The ability to find solutions to problems and shoot for seemingly unobtainable goals has rubbed off on all three Jain children. Ankur Jain graduated from the Wharton School of Business at the University of Pennsylvania while both Priyanka and Neil Jain graduated from Stanford.
Priyanka helped build a school for girls in Afghanistan when she was only 14 years old. Both Neil and Ankur work at Kairos, a startup incubator founded by Ankur that supports businesses that tackle global problems.
Ankur, whose own startup Humin was acquired by Tinder in 2016, created his first company when he was 10 years old. Despite having a billionaire father, Ankur says that his parents were often strict on not spending money frivolously. So when he wanted something that wasn’t essential or beneficial for education, it had to come out of his own pocket.
Ten-year-old Ankur had one goal in mind: He wanted to dunk a basketball.
As a “skinny little Indian kid,” in Ankur’s words, he knew he had little chance of making the basketball team. But there was one product on the market that promised to improve his chances. “I read online about these plyometric things you can wear on your shoes to help your vertical jump,” Ankur recalls. “They were like $110 and my parents wouldn’t buy them for me.”

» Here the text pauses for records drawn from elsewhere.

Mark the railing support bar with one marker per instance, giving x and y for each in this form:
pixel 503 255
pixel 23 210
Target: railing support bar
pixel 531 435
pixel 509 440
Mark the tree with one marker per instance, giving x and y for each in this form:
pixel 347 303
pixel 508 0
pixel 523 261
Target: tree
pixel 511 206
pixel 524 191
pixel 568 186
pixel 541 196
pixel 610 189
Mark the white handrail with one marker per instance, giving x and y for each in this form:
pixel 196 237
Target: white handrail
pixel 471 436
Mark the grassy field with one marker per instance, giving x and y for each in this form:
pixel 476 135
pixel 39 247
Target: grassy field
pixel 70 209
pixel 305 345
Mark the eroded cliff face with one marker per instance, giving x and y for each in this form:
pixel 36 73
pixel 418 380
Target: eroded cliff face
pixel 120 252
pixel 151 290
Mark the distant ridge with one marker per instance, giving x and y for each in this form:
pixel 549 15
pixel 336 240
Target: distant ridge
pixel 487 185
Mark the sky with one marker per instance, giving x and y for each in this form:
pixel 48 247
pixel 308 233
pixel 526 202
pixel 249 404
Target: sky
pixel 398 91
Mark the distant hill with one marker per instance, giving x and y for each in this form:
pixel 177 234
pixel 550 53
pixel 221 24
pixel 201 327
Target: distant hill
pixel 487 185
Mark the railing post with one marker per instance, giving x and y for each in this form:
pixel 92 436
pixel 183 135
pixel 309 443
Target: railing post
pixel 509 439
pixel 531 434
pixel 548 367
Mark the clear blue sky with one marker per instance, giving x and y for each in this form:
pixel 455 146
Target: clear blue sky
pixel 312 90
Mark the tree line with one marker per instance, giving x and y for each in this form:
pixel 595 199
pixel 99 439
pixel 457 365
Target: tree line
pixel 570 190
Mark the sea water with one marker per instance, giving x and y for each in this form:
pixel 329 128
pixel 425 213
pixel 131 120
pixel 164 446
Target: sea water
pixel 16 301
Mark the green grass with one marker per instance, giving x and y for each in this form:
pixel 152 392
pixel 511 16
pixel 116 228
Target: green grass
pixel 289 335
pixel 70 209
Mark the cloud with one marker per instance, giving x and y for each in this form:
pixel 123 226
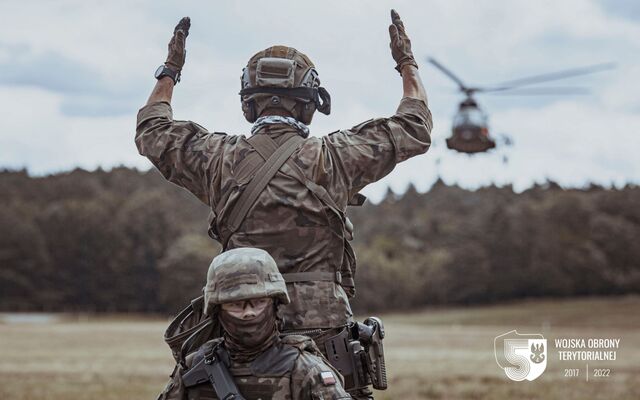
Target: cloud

That didn’t deter Ankur. Instead, he decided to be like his father. He started his own company, but instead of finding an industry he knew nothing about, he concentrated on something every 10-year-old kid was into at the time, and created a quiz-based portal for AOL Instant Messenger. In Ankur’s words, it exploded in popularity. Using this newfound success, Ankur made his move.
“I called the company that made these plyometric things and asked for the CEO and somehow the assistant put me on the phone with the guy,” says Ankur. “I told him about my portal and said I’d love to do some promotion of their product through my portal, but he needed to send me a free pair as payment.”
Ankur didn’t land his moonshot. He didn’t develop calves of steel or become the next Vince Carter.
“I never dunked,” Ankur says. “But I did touch the rim.”